Will Barbra Be There?

Matchmaker

My grandfather's version of the classic admonition, "If everyone decided to jump off a cliff, would you?" was a little more original. It went something like, "If everyone decided to take off her panties and dance a jig, would you?" Well, truth be told, during the summer of 1980, when it was mercilessly hot at midnight, and I'd had four (or seven) tequila shots, I shouted, "Propriety be damned!" and proceeded to make my grandfather turn over in his grave. My companion that evening was moved to tears or laughter or both, and actually proposed marriage on the spot--or so he later swore. We broke up immediately after that. He was just too darned serious, and I, obviously, wasn't marriage material.

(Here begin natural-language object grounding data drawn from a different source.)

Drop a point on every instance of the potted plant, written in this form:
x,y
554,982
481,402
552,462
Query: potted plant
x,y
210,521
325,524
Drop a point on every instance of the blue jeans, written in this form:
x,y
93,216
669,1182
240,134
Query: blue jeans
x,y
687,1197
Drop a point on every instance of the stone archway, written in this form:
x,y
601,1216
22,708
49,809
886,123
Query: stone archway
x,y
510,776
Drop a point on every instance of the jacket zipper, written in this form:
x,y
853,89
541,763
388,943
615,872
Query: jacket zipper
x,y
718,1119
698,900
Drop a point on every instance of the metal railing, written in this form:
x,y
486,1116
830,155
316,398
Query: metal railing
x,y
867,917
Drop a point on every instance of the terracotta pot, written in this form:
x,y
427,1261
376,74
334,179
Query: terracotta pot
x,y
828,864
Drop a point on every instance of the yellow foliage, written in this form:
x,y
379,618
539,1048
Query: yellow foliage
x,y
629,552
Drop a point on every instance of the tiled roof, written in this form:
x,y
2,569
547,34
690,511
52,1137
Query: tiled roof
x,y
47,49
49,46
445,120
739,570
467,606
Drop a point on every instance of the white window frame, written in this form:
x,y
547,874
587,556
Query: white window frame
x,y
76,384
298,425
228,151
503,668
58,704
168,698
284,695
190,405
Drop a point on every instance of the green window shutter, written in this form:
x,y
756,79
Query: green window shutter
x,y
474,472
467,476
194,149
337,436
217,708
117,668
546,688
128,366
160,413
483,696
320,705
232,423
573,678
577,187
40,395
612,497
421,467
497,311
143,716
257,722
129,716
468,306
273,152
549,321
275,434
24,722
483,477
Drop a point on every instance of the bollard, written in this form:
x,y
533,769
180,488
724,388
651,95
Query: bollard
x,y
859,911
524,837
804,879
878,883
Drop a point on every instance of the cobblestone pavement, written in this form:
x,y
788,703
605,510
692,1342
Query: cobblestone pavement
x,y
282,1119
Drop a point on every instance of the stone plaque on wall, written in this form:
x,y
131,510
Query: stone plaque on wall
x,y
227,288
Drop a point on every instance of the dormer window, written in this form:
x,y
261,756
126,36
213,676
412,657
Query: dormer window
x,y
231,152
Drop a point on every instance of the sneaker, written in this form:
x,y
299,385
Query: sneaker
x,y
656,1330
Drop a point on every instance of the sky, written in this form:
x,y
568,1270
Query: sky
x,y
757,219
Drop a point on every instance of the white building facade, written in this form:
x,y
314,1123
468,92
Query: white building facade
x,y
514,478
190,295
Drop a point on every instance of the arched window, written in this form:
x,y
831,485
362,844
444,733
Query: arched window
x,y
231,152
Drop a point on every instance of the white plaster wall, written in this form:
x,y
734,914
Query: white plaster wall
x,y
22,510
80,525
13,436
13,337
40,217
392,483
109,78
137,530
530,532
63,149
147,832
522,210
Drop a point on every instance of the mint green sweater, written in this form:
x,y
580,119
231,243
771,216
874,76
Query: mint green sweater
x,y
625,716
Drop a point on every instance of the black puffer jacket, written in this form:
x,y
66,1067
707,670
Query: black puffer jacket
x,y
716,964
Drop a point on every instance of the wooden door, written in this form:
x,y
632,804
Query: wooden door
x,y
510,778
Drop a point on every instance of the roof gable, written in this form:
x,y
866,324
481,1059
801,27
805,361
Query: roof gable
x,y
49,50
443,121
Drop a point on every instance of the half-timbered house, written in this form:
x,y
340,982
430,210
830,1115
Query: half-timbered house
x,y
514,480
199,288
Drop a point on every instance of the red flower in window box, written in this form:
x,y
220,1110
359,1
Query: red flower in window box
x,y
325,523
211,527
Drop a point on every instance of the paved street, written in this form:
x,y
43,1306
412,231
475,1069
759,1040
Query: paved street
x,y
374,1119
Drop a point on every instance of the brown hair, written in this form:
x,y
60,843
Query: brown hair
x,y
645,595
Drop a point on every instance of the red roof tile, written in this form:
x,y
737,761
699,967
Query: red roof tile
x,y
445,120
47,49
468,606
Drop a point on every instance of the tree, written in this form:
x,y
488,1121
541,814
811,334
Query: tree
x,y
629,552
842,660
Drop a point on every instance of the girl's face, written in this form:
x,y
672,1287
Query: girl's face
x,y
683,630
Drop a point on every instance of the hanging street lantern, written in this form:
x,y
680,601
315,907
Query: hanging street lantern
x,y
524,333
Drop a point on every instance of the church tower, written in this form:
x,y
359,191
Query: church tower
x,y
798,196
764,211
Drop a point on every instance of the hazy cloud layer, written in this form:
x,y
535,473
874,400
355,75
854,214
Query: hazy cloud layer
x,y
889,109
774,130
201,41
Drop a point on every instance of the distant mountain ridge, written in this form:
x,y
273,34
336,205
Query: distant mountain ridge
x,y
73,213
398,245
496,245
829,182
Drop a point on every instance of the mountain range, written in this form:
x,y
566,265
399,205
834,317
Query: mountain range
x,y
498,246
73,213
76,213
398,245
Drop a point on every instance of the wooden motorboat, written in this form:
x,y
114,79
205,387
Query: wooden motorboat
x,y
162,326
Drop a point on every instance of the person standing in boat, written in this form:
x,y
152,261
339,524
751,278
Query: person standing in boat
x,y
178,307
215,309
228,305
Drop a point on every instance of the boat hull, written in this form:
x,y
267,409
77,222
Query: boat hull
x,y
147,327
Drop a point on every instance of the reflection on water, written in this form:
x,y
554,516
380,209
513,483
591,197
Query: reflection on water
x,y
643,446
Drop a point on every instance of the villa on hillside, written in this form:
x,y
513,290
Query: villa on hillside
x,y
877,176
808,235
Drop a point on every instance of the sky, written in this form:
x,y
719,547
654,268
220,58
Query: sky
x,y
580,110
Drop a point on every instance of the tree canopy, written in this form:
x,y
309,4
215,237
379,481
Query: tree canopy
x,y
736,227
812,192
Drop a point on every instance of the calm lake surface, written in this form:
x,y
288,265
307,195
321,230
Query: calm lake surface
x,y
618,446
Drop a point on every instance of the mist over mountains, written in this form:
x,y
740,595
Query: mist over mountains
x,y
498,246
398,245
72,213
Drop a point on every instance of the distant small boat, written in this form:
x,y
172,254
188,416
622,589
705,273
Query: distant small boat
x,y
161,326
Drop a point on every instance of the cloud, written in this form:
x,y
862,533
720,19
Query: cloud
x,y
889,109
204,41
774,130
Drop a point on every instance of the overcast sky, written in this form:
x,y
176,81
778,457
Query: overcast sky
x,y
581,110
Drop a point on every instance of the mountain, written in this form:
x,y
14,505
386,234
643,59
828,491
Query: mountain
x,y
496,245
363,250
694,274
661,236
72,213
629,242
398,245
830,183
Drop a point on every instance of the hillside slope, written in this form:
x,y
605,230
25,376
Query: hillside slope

Don't look for a single mating ritual as embarrassing as this on the screen Wednesday or Thursday night at the Jewish Community Center of Dallas when local filmmakers Allan and Cynthia Salzman Mondell present the world premiere of Make Me a Match. But do notice the liberal use of real Dallasites tooling around Deep Ellum, talking about the kind of people they'd like to marry, and being fairly candid up there on the big screen. SJFs and SJMs, the Mondells explain in this serious look at the fine art and long tradition of matchmaking in the Jewish community, are after marriage. And children. And Jewish descendants through the end of time. (Told you it was serious.)

The Mondells' filmmaking partnership, Media Projects, Inc., has produced award-winning documentaries including Cynthia's all-too-real homage to the women's restroom called The Ladies Room and six historic documentaries for The Sixth Floor Museum. They're known for their ability to capture sincerity in any situation, and you'll be verklempt over this one as well.